Constance emerged from the darkness, moving so beautifully that I was comforted, and when she reached me, I felt infatuation. Still, those were different times. I recall then a delicacy, a reticence that held her away from me for longer than we wished, and although I wanted at that moment to take her in my arms, this was something that would come later on. In the meantime, love was well forged in the discipline that kept us apart.

Though I was middle aged, our affair had the kind of otherworldly traction into which adolescents and young people slip so often, though my ability to maintain otherworldly traction had lessened markedly. As compensation, I found myself better able to appreciate the factual.
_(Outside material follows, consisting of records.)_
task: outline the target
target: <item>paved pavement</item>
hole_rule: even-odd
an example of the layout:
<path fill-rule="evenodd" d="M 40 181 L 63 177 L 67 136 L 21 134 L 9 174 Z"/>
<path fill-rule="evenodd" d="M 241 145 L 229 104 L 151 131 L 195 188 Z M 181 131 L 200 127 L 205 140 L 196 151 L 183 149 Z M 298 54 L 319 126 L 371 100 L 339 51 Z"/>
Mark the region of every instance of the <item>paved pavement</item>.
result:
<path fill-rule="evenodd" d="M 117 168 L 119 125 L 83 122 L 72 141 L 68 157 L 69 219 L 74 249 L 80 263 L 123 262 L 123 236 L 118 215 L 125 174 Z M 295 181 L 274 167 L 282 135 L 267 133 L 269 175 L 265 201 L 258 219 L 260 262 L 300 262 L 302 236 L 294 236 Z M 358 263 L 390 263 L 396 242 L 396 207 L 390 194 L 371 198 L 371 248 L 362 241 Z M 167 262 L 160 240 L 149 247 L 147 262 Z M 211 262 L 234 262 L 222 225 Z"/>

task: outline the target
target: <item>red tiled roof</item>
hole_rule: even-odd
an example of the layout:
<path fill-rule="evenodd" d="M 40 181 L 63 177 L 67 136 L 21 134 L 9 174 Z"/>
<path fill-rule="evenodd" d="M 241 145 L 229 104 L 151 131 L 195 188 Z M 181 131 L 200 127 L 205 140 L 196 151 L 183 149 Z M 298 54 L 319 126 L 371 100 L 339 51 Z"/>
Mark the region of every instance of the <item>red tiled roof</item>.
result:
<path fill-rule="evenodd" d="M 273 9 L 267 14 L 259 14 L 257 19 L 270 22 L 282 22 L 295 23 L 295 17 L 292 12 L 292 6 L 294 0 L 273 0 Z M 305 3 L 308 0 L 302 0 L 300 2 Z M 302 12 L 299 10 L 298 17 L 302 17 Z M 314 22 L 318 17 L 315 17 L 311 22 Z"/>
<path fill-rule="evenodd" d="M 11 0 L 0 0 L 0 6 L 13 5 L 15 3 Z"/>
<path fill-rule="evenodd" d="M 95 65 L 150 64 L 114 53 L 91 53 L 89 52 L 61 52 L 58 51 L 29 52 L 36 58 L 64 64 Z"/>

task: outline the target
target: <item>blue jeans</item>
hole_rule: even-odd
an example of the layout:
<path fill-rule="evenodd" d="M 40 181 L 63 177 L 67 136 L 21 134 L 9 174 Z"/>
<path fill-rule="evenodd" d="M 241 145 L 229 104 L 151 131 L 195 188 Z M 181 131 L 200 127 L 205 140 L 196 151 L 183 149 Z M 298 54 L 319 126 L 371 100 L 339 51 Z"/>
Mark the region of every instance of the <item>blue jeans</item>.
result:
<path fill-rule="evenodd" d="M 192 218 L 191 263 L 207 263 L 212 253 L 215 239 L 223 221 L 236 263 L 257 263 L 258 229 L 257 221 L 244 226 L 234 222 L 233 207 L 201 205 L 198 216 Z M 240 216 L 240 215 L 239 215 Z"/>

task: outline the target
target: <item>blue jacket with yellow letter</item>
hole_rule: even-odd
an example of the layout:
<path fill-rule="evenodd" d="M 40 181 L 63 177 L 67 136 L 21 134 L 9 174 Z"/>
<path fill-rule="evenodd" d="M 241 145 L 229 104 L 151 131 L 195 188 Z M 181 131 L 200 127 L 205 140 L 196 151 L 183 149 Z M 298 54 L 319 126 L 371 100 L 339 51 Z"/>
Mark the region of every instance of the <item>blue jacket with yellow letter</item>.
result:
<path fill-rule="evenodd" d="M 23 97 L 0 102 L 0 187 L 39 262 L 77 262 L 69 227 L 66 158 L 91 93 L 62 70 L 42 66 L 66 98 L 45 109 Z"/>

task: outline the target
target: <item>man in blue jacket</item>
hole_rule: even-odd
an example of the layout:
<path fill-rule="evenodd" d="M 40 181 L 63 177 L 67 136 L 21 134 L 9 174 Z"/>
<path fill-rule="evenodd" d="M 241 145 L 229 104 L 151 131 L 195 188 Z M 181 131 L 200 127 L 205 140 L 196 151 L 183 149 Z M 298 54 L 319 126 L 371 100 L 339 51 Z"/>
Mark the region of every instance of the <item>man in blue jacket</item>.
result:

The process has continued until, at eighty, I am well content with the little things that I used to think were of little import. I can see more deeply now, and my satisfaction with less and less grows alarmingly, so that I fear it will not be so long until I reach the end of life, where I will have to be satisfied perfectly by absolutely nothing.

I remember Constance as if I were looking at photographs. I see her dancing, turning gracefully, and each progressive moment is frozen, with a click, as if with a camera. As she comes into the light it shines on her hair and in her eyes and in her smile. She is turning toward me, open, trusting, full of love. She is wearing a sequined top that reflects spears of light like a magical thistle. So it was.